# Just wondering what these bottles were used for and when they are from...info in general.



## Hoodwink (Nov 28, 2006)

Hi everyone,

 Recently I was given some bottles from my boyfriend's mother. She's had them in the attic for a long time and I've always admired them and wanted them! 

 ETA: I figured out how to add the pictures to the post.

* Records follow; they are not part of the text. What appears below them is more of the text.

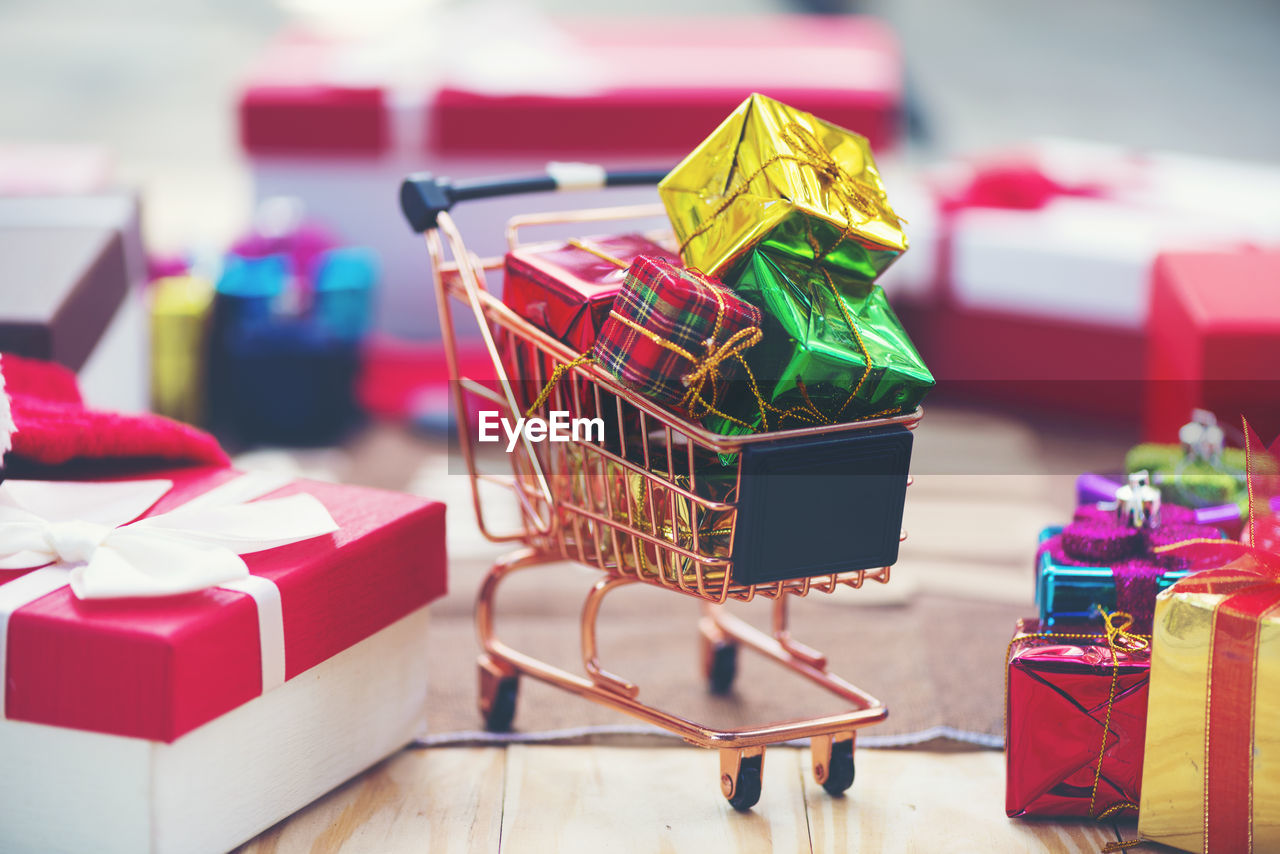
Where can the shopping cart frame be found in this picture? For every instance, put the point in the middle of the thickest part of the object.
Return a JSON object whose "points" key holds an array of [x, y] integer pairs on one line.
{"points": [[460, 275]]}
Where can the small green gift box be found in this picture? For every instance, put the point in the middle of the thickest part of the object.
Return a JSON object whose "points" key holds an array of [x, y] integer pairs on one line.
{"points": [[832, 351]]}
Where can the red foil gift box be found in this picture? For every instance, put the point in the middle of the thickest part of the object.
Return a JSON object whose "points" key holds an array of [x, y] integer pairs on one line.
{"points": [[158, 668], [1075, 722], [1214, 339], [568, 288]]}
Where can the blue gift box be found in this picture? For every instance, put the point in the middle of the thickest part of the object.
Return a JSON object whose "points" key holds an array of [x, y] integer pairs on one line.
{"points": [[1072, 594]]}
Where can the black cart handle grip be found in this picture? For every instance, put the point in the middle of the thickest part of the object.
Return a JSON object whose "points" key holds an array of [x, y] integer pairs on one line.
{"points": [[425, 196]]}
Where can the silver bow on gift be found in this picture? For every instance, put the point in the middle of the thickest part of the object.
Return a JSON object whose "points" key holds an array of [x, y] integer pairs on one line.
{"points": [[94, 530]]}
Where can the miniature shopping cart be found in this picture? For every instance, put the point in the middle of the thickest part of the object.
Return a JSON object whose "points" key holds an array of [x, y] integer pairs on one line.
{"points": [[658, 499]]}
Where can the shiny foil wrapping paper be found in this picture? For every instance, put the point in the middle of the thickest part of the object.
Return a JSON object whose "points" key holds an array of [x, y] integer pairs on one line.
{"points": [[1175, 781], [1193, 483], [777, 178], [568, 290], [1057, 721], [813, 366], [1070, 593]]}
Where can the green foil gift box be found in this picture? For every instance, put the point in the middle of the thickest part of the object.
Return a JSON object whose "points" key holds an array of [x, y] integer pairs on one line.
{"points": [[781, 179], [832, 351]]}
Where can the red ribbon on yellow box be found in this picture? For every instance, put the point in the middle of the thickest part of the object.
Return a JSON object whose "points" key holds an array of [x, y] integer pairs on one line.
{"points": [[1247, 578]]}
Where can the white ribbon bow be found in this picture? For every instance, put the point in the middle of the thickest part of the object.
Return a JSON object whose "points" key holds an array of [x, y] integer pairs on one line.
{"points": [[87, 528], [85, 534]]}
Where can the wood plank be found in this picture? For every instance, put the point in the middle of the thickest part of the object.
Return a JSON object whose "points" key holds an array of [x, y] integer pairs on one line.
{"points": [[909, 800], [644, 799], [444, 800]]}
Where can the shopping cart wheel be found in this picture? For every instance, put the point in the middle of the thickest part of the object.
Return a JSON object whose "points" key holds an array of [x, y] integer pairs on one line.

 The first one is an green glass elephant shaped bottle. I googled for info and had no luck, couldn't even find something similar:







 The second is a fish shaped bottle, no words on it, no labels:






 and the third actually has labels and was imported redwine from Italy...it was imported to Boston Mass (I live in MA btw) and has the date of 1979 on it. The 







 Anyway, I was just wondering if the bottles had any worth and besides the last one, did they hold wine or something else? I love them very much, so the value isn't the most important detail but I am curious.

 Thanks in advance!


----------



## bikegoon (Nov 28, 2006)

What does the label say on the bottom one?


----------



## swizzle (Nov 28, 2006)

I'd guess that they are all wines from around the same time frame. That elephant would make a killer lamp. Nice bottles. Swizzle


----------



## Hoodwink (Nov 28, 2006)

Just thought I would add, the elephant bottle does say something on the bottom:

 CEVIN

 Not sure if that means anything.

 The other bottle's labels say:

 Top Label: Harvest 1979 Imported from Italy By Fellows Ltd. Boston, Mass

 Bottom Label: Chianti Argento Product Of Italy. Says the bottle contained 3 liters. Also says: S.N.C. FIGLI DI and D. CASTELLANI and Montecalvoli (Toscana) Italy.


----------



## Hoodwink (Nov 28, 2006)

Thanks I wouldn't mind turning the elephant bottle into a lamp either, cool idea. I've seen people also put white xmas lights in different color bottles, maybe I'll try that for the holidays.


----------



## capsoda (Nov 29, 2006)

I have seen those type wine bottles at shows in my area. They had all types of animals, fish, swords and guns. They were made in Italy, Spain and from Germany they had life sized heads that were made in the 40s, 50s, and very early 60s. The guy and his wife did really well selling them and none were under $75. The heads were very popular and sold for $500 and up. They had a cobalt head that sold for $1600. If I see them this comming season I will get pics.


----------



## Hoodwink (Nov 29, 2006)

Hi There....

 I really know nothing about bottles. What do you mean by the head? 

 The bottle with the labels that has the only cork...well I guess that is not the original cork.

 Thanks for any info you can dig up!


----------